Blog - About Newsletters

Newsletters are being written to be read. If nobody would want to read your newsletters, you would quit writing them sooner rather then later.
There are a couple of important steps to go from writing your newsletter, to having someone receive it, open it, and actually read it.

Once you send your newsletter, it needs to be delivered to the inbox of your recipients If it ends up in a spam folder, there is little to no chance it will ever be read by this recipient.
For getting your newsletter delivered to the inbox instead of to the spam-box you will need to get past the spam filter of the recipient his email service provider. This can be a difficult process, but normally this would be handled by the Newsletter sending service provider you have chosen for this task. If you want to handle this yourself, then you are in for a challenge.

After your newsletter has been delivered to the inbox of your recipient, it still needs to be opened, and read.
First you will need to pull your recipients attention to your email. This you do with a recognizable sender email address, and with a catchy Subject line. Once your recipient clicks your email, it will need to capture his attention with short and catchy snippets of text which have to make him want to read the full newsletter, or at least some interesting articles for him. If you fail to catch his attention during this phase, he will not open your newsletter, but just click through to the next email in his inbox. You will have lost him then for this newsletter.

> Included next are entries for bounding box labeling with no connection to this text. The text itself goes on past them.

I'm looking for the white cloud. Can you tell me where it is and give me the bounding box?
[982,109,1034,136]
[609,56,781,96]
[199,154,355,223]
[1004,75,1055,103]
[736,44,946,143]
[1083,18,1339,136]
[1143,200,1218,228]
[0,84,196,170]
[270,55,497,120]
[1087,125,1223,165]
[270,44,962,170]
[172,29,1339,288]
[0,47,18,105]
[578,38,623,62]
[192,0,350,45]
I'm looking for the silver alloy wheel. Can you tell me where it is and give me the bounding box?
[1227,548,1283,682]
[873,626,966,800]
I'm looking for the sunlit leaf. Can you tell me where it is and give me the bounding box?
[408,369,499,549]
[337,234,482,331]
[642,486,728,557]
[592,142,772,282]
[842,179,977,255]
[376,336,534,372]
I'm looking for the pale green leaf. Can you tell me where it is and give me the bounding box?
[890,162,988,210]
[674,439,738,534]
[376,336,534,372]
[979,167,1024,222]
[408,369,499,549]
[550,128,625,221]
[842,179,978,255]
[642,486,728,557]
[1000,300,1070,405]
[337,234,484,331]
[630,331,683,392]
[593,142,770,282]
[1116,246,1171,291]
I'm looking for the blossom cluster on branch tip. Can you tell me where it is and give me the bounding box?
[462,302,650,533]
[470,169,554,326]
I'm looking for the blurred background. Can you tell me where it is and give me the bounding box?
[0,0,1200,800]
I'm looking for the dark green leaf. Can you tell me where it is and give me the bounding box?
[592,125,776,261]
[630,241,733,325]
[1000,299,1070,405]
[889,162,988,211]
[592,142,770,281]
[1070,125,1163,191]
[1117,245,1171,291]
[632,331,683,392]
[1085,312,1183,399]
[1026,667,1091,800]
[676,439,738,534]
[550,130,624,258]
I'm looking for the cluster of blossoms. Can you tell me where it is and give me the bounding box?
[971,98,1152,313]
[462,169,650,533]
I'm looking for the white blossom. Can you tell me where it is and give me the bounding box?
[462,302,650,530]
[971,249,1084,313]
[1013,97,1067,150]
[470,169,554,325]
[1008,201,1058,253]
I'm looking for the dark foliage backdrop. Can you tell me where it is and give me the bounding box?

After you have caught the attention of your recipient, and he opens your newsletter, then he becomes your reader.
At this stage you will have to keep his attention, so that you can deliver your full message to him. This is where the design of your newsletter plays its major role. Assuming you have a message for your reader that he is actually interested in, you will have to present it in a fashionable way, and one that is actually compatible with the application your reader is using for reading your Newsletter.

This is where the design of your Newsletter and the quality of the HTML conversion of this design plays its major role.
If your design is not attractive to your reader, or the layout is messy or the articles are not to-the-point enough, then even at this point you could still lose your reader. So keep your texts nice and short, and quickly link to a full size article somewhere on the web.
A messy layout can be prevented by using professional designers, and professionals who convert your design into HTML code.
These professionals will make sure that your newsletter looks good on both a modern mobile browser on an iPhone or Android device, and on an ancient Email client like Outlook 2003 - which was actually first released in 2003, with the current technology from 2003..!
The special coding techniques need for building your email template cross-browser compatible between old 2003 technology, new responsive technology from cell phones and tablets, but also on online email clients with major market shares like Gmail, Outlook.com (was: Hotmail.com), Yahoo Mail, and various other email clients is not something you can learn quickly. This is done by true specialists.